Join hundreds of racers just like you! We love to help answer questions and race together.


How to Spot in Iracing

Learn how to spot in iRacing: enable and tune the in-game spotter, fix common audio/key issues, and use calls to stay safe. For iRacing drivers who want a quick fix.


If you’re asking “how to spot in iRacing,” the short answer is: enable and configure the in-game spotter, set the correct audio device/volume, and learn the few voice cues that tell you where other cars are. You’re in the right place to fix it quickly and get reliable spotter calls.

Quick Answer: how to spot in iracing

Enable the spotter in Options, choose a voice and verbosity level, confirm the spotter audio goes to your headset, and practice the main phrases (“car left,” “car right,” “clear,” “outside”) in a test session. Fix common problems by checking audio device selection and key bindings.

What’s really going on

The spotter in iRacing is an automated voice system that reports nearby traffic and flags. It helps you know when cars are alongside, passing, or in your blind spot. If you don’t hear accurate calls it’s usually because the spotter is turned off, audio is routed to the wrong device, verbosity is too low, or your headset/game audio is masked by other sounds.

Step-by-step fix

  1. Open iRacing Options: while in the client or on-track press Esc → Options. Look for the Spotter / Voice settings (may be under Audio or Chat/Spotter).
  2. Turn the spotter ON and pick a voice: choose a clear voice and set verbosity to “Normal” or “Verbose” while learning. This increases useful calls.
  3. Set the audio device and volume: confirm the spotter audio is routed to your headset/speakers. If you use a USB sound device, select it in iRacing and your OS sound settings.
  4. Bind spotter keys: assign push-to-spotter or mute keys if you prefer manual control.
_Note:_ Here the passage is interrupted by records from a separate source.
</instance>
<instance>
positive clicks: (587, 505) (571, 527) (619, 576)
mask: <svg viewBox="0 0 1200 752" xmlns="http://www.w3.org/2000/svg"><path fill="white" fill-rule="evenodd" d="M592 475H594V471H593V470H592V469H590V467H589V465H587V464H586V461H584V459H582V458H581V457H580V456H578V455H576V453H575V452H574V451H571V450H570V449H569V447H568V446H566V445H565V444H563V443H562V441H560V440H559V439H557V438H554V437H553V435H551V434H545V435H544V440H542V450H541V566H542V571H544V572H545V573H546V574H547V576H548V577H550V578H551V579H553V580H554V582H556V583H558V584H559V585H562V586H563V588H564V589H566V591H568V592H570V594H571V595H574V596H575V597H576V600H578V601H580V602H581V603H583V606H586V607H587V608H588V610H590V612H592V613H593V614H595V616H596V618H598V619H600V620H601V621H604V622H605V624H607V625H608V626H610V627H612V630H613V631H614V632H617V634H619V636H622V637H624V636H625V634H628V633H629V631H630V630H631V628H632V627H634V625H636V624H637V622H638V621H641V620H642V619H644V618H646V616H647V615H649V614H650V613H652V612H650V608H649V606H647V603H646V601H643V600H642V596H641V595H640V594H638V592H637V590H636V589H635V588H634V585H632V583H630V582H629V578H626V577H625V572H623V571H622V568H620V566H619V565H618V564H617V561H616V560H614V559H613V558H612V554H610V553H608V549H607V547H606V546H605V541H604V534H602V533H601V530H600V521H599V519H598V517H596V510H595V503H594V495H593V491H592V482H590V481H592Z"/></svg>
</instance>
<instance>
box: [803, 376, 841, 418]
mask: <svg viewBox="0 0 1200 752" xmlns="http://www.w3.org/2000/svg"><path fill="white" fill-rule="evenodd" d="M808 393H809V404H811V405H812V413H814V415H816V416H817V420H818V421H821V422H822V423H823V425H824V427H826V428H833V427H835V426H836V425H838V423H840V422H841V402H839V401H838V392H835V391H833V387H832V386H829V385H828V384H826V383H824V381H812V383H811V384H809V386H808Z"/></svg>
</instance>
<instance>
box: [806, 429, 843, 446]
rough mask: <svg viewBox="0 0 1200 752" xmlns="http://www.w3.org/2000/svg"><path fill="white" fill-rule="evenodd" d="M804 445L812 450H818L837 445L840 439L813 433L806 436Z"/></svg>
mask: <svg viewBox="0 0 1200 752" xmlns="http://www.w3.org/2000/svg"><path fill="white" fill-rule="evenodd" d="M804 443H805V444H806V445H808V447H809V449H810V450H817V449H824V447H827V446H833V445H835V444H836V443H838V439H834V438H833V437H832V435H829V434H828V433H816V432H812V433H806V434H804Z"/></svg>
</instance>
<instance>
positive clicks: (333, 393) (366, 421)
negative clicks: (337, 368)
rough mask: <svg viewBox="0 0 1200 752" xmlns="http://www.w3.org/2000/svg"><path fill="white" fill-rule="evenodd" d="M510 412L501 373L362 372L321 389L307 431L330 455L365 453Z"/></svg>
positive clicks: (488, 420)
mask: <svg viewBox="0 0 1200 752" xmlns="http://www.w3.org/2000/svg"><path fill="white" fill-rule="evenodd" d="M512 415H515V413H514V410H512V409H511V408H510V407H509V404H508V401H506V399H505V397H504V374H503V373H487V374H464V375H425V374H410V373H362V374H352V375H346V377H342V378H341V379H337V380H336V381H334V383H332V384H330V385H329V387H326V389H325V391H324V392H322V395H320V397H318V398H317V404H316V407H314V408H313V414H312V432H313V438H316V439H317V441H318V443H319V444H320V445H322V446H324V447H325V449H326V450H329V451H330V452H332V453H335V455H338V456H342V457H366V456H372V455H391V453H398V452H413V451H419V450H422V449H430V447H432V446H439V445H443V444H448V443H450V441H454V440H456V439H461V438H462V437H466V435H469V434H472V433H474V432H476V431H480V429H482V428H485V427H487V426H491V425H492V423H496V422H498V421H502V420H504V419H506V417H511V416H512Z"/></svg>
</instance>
Check Controls → Misc or Voice to ensure bindings aren’t conflicting.
  5. Test in a solo practice: start a test session, drive near an AI or add a second car and listen for “car left,” “car right,” “clear,” “two cars ahead,” and flag calls. Adjust verbosity and volume until the timing feels right.
  6. Troubleshoot common faults: if no audio, restart iRacing, verify Windows sound defaults, and ensure no other app is stealing audio. If calls are late, lower engine/tyre sound volume or increase spotter volume.

Extra Tips / Checklist

  • Turn off aggressive engine/ambient audio if spotter gets drowned out at high RPMs.
  • Use “Verbose” only while learning; drop to “Concise” for race day to reduce chatter.
  • Remember spotter phrasing: “car left/right” = alongside; “outside” means overlapping on the outside line.
  • If using voice attack or third-party overlays, make sure they don’t mute or reroute iRacing audio.
  • Practice a few laps trusting the spotter before racing — timing matters when cars are close.

FAQs

Q: Why don’t I hear the spotter even though it’s enabled?
A: Check iRacing’s audio device, Windows default playback device, and in-sim volume. Restart iRacing after changing devices.
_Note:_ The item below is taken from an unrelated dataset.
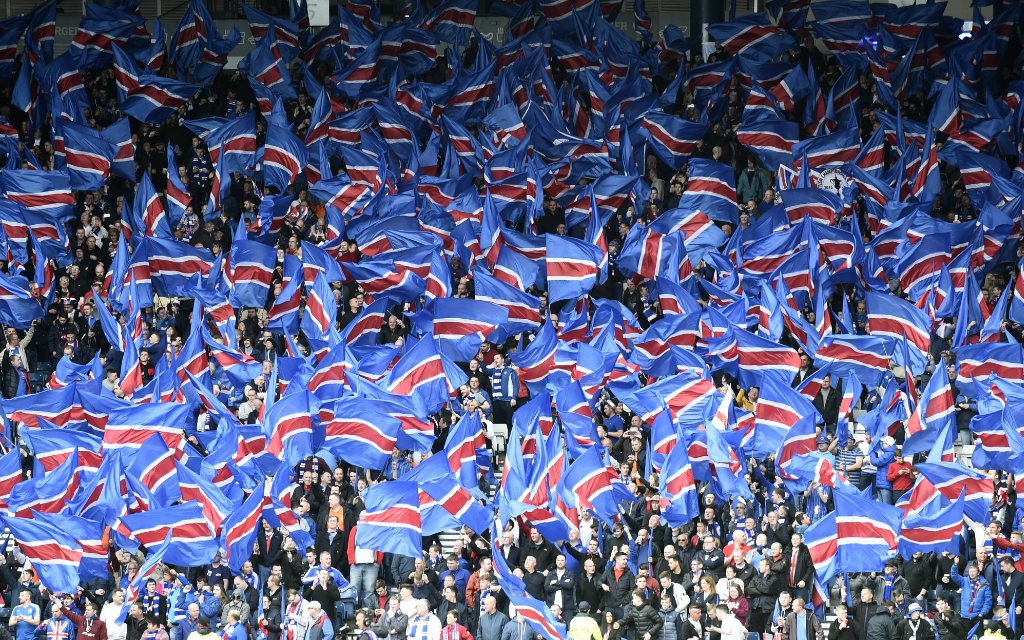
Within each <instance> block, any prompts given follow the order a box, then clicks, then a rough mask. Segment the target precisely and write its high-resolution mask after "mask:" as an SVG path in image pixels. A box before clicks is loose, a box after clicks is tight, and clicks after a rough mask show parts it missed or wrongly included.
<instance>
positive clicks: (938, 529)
mask: <svg viewBox="0 0 1024 640" xmlns="http://www.w3.org/2000/svg"><path fill="white" fill-rule="evenodd" d="M963 530H964V494H963V493H962V494H961V495H959V497H958V498H957V499H956V500H955V501H954V502H952V503H950V504H949V505H947V506H945V507H943V506H941V505H940V504H939V503H938V501H933V502H931V503H929V506H927V507H925V508H924V509H923V510H921V511H919V512H918V513H915V514H914V515H912V516H909V517H907V518H906V519H905V520H903V526H902V529H901V530H900V538H899V543H898V547H899V552H900V555H902V556H903V557H904V558H910V556H912V555H913V554H914V553H918V552H919V551H920V552H922V553H935V554H938V555H941V554H942V553H943V552H946V551H948V552H949V553H956V552H957V551H958V550H959V544H958V542H957V541H956V537H957V536H961V535H962V534H963Z"/></svg>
Q: Spotter calls are too late — how do I fix timing?
A: Increase spotter volume and reduce dominant in-cockpit sounds. Practice to learn the call lead time; it isn’t instantaneous.
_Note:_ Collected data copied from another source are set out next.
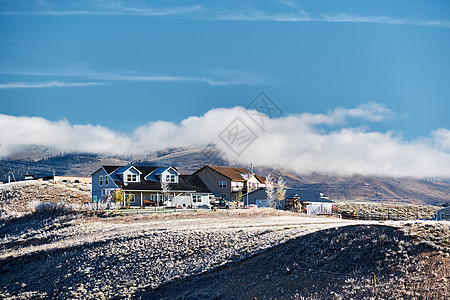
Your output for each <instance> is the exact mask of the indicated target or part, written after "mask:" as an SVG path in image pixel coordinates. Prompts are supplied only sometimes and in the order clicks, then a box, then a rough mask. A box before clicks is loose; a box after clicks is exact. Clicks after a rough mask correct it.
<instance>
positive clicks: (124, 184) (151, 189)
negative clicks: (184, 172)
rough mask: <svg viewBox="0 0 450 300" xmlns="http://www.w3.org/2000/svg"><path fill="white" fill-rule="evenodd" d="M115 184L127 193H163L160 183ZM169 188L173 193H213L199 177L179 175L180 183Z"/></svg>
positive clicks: (140, 182)
mask: <svg viewBox="0 0 450 300" xmlns="http://www.w3.org/2000/svg"><path fill="white" fill-rule="evenodd" d="M114 182H115V183H116V184H117V183H118V184H119V185H120V186H119V187H120V188H122V189H123V190H125V191H162V188H161V183H160V182H159V181H158V182H156V181H141V182H127V185H125V184H124V183H123V182H116V181H114ZM169 187H170V191H172V192H192V193H194V192H196V193H211V191H210V190H209V189H208V187H207V186H206V185H205V184H204V183H203V181H202V180H201V179H200V177H199V176H197V175H179V176H178V183H170V184H169Z"/></svg>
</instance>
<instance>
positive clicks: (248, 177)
mask: <svg viewBox="0 0 450 300" xmlns="http://www.w3.org/2000/svg"><path fill="white" fill-rule="evenodd" d="M194 175H198V176H199V177H200V178H201V180H202V181H203V182H204V183H205V185H206V186H207V187H208V188H209V190H210V191H211V192H212V193H213V194H214V196H216V197H221V198H223V199H225V200H237V195H238V193H239V192H241V193H242V194H245V193H247V192H250V191H253V190H256V189H259V188H261V187H266V182H265V178H264V177H261V176H258V175H256V174H255V173H250V172H249V171H248V170H247V169H243V168H234V167H219V166H208V165H207V166H204V167H202V168H201V169H200V170H198V171H196V172H195V173H194Z"/></svg>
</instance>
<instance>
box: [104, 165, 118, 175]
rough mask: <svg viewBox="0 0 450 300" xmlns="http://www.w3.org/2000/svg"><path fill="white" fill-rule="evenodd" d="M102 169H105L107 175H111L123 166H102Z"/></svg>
mask: <svg viewBox="0 0 450 300" xmlns="http://www.w3.org/2000/svg"><path fill="white" fill-rule="evenodd" d="M102 167H103V169H105V171H106V173H108V174H111V173H112V172H114V171H115V170H117V169H118V168H120V167H122V166H102Z"/></svg>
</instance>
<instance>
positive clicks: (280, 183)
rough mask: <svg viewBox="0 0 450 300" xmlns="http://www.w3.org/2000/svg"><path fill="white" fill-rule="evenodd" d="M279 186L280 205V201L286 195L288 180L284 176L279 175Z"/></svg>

Q: Can I change what the spotter says?
A: You can change voice and verbosity, but you can’t edit the phrases in-game. Third-party tools exist but are not recommended for official races.

Q: Should I rely on the spotter in league races?
A: Use the spotter as a supplement. Always check mirrors and your situational awareness — spotter errors can happen.

Short wrap-up

Getting the spotter right in iRacing is a quick win: enable it, route audio correctly, set verbosity, and test in practice. Next session, trust quick calls and pair them with mirror checks — you’ll avoid more incidents and race cleaner.